Waveguide amplifiers produced by femtosecond laser in doped heavy metal glasses

Abstract

Waveguides are very suitable structures for integrating optics in miniaturized systems such as those involved in microfluidics. With them, it is possible to stimulate reactions using light and collect information from optical signals from specific points of a given system. Thus, for example, it is possible to transport light from an external source to a microreactor within a microfluidic system and/or collect the emission of any reagent or reaction from any point in the system. In this context, several kinds of research have been carried out for the development of waveguides in transparent materials suitable for use in microfluidic systems such as lab-on-a-chip.
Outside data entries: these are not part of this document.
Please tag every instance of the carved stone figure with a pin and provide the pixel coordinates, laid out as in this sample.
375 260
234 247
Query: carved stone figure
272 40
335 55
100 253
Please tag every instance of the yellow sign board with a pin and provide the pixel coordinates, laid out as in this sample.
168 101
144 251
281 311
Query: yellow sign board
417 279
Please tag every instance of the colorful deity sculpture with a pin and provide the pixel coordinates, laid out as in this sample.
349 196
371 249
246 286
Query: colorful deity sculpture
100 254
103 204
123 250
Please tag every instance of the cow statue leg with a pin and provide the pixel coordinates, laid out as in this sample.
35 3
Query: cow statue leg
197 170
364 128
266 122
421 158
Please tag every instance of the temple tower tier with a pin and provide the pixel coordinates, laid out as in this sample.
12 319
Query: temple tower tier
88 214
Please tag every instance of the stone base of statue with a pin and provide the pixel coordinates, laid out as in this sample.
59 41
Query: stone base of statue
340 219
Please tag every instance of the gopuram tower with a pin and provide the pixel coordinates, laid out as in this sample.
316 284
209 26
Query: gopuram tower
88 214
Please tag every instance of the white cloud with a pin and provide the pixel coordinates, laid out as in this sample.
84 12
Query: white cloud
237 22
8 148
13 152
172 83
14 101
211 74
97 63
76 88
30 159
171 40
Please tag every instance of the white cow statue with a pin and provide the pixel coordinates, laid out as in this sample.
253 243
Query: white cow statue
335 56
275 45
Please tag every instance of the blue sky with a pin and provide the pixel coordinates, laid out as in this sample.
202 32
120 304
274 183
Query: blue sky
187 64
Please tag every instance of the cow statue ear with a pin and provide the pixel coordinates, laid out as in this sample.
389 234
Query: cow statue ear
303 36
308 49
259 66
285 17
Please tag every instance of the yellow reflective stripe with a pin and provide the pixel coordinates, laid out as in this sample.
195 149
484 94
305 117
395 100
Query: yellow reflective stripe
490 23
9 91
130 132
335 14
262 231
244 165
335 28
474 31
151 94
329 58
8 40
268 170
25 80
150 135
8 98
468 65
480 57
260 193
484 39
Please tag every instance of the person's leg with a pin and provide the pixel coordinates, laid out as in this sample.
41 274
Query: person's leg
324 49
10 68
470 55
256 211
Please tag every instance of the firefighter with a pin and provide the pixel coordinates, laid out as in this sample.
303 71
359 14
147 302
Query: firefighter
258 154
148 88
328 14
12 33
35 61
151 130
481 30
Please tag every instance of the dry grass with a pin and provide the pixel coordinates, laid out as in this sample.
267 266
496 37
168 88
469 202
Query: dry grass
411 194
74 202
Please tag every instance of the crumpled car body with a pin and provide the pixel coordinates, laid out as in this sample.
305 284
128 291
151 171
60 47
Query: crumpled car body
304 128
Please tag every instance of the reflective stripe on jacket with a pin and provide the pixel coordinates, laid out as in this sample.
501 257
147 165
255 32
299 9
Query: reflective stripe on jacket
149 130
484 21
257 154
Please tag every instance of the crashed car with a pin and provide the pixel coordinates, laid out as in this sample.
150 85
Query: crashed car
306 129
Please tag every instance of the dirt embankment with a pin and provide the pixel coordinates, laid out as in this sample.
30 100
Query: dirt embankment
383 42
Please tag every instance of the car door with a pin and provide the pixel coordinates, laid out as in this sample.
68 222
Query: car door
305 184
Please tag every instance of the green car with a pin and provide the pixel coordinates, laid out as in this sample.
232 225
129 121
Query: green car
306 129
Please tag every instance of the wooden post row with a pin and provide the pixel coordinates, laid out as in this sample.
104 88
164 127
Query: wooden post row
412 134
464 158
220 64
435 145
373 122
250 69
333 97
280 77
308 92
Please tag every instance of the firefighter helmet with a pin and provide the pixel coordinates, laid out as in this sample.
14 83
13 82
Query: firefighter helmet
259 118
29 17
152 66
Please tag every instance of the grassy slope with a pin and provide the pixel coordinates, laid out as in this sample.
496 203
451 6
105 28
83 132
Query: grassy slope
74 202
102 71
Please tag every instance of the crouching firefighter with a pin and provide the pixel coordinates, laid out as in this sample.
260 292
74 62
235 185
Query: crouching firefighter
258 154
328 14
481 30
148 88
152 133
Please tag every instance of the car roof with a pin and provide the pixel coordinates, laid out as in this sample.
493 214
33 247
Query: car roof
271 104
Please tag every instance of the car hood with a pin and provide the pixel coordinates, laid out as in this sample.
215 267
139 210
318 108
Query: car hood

A widely used way of producing such guides is through the focusing of ultrashort laser pulses (fs) inside transparent materials. In this case, the intensity is adjusted so that the absorbed energy is sufficient to change the crystalline arrangement in the focal region, but not enough to cause catastrophic damage, that is, that there is no rupture of bonds between atoms. This change in the local arrangement of atoms (or ions) leads to a localized change in the index of refraction, which can be used to refract light. If a line of such regions, or points, has an index of refraction greater than that of the surrounding medium, then it is possible to guide light within it as in an optical fiber. If the index of refraction changes to a value less than that of the neighboring medium, then it is only possible to guide the light between two or more of these lines. This work describes the development and characterization of waveguides produced with two lines by processing heavy metal oxide glasses with a femtosecond laser. Tellurite (TeO2-ZnO) and germanate (GeO2-PbO) glasses were used [1,2], pure and also doped with rare earth. Raman spectroscopy shows a decrease in the photoinduced refractive index, from -7.4x10-3 to 1x10-5, depending on the material and processing conditions. Thus, it is not possible to guide light inside a single line and, therefore, two of these lines were used for this purpose, with the guidance being done between them. The work details the laser machining process, the physical and spatial characteristics of the guides produced, the characteristics of the guided spatial mode, such as the M2 parameter, the transmission losses, and the gain obtained when glasses doped with rare earths are used.